Edge computing is a form of cloud computing, but unlike traditional cloud computing architectures that centralize compute and storage in a single data center, edge computing pushes the compute -- or data processing power -- out to the edge devices to handle. Thus, only the results of the data processing need to be transported over networks. In certain situations, this provides precise results and consumes far less network bandwidth.
The internet of things is the most common use case for edge computing. IoT is all about the collection of data from geographically dispersed areas using edge sensors. Those sensors are connected using a data network that often leverages WAN technologies such as MPLS, cellular, and VPNs. In traditional IoT architectures, all collected sensor data is transported to a central repository where it is combined, and the data is processed collectively. This works well only if data needs to be collected and analyzed cumulatively. But what if it's not necessary to combine data to get the desired results? What if each IoT sensor simply needs to process the data it collects and send results when certain requirements are met?

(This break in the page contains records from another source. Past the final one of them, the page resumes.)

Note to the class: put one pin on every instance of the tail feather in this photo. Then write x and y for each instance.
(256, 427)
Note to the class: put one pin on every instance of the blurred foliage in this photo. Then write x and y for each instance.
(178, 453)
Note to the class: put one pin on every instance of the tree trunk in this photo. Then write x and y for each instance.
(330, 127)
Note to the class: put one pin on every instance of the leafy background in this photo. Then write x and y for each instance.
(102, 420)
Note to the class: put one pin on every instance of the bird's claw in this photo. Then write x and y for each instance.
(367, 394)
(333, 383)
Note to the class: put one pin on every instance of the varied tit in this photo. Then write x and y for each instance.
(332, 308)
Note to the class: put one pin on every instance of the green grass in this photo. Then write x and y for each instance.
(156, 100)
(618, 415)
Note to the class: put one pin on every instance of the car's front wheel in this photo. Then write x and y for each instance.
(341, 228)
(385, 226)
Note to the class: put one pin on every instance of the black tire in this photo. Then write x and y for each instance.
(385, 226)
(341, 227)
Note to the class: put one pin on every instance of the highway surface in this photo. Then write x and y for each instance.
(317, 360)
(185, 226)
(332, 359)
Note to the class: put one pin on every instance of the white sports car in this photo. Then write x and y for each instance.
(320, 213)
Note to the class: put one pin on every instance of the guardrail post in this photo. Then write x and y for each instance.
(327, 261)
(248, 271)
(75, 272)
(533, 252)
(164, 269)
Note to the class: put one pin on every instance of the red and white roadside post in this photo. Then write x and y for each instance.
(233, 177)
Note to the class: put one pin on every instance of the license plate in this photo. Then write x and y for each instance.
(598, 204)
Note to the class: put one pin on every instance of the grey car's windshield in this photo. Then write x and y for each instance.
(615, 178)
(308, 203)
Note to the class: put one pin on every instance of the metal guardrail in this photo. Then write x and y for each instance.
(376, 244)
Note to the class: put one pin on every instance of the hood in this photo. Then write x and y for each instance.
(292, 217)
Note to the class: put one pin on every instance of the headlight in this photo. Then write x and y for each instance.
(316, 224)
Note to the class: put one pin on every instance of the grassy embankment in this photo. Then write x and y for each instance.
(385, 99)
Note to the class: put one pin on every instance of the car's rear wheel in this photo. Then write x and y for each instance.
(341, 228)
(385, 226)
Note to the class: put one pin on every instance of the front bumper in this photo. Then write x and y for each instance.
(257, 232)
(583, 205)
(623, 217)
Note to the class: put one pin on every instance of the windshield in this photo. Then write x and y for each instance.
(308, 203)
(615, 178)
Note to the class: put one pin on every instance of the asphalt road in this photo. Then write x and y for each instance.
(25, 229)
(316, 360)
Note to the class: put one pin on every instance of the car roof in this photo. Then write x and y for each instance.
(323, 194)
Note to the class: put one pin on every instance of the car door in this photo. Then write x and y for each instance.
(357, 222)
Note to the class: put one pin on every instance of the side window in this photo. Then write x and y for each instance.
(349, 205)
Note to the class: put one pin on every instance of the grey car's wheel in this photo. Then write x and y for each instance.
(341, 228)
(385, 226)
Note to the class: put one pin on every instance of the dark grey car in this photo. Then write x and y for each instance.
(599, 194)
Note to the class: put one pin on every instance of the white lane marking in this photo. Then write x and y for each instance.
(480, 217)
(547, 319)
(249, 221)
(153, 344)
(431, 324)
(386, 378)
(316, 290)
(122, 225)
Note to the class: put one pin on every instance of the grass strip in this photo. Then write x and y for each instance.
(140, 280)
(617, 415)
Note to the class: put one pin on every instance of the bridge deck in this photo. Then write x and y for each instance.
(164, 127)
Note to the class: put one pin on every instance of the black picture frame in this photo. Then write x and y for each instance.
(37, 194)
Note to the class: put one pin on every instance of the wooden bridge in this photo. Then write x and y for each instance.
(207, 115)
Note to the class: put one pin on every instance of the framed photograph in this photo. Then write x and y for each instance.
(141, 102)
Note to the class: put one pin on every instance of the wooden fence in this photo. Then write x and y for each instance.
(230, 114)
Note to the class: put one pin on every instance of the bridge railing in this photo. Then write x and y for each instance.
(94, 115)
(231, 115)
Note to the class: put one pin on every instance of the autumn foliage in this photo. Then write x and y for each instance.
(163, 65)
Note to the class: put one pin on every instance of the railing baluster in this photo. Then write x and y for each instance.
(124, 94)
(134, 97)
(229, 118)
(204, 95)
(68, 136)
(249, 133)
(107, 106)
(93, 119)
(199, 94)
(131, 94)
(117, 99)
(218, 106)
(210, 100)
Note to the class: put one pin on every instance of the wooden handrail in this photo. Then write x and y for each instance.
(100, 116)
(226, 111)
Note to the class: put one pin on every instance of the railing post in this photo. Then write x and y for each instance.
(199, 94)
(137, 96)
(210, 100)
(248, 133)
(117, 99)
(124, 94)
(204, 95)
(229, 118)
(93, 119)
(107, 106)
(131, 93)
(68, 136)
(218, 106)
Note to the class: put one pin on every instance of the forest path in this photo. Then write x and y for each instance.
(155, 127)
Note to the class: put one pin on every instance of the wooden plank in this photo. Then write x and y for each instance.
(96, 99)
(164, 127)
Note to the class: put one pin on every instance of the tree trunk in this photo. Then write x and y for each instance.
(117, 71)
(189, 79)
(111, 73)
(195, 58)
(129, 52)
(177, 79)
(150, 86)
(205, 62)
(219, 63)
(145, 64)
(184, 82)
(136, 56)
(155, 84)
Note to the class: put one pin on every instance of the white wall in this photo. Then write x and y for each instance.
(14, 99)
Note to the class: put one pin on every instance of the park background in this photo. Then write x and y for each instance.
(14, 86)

This is where we start to see the benefits of edge computing. If there's no true need to collect all data in a centralized cloud repository, it doesn't make sense to waste expensive bandwidth on transporting it. In fact, a completely valid IoT design may be one where the sensors only connect to the cloud when they have something important to report. This design provides the opportunity to reduce IoT networking costs by leveraging technologies such as cellular-based technologies that use a lower-cost, pay-per-kilobit billing method as opposed to more expensive always-on connectivity.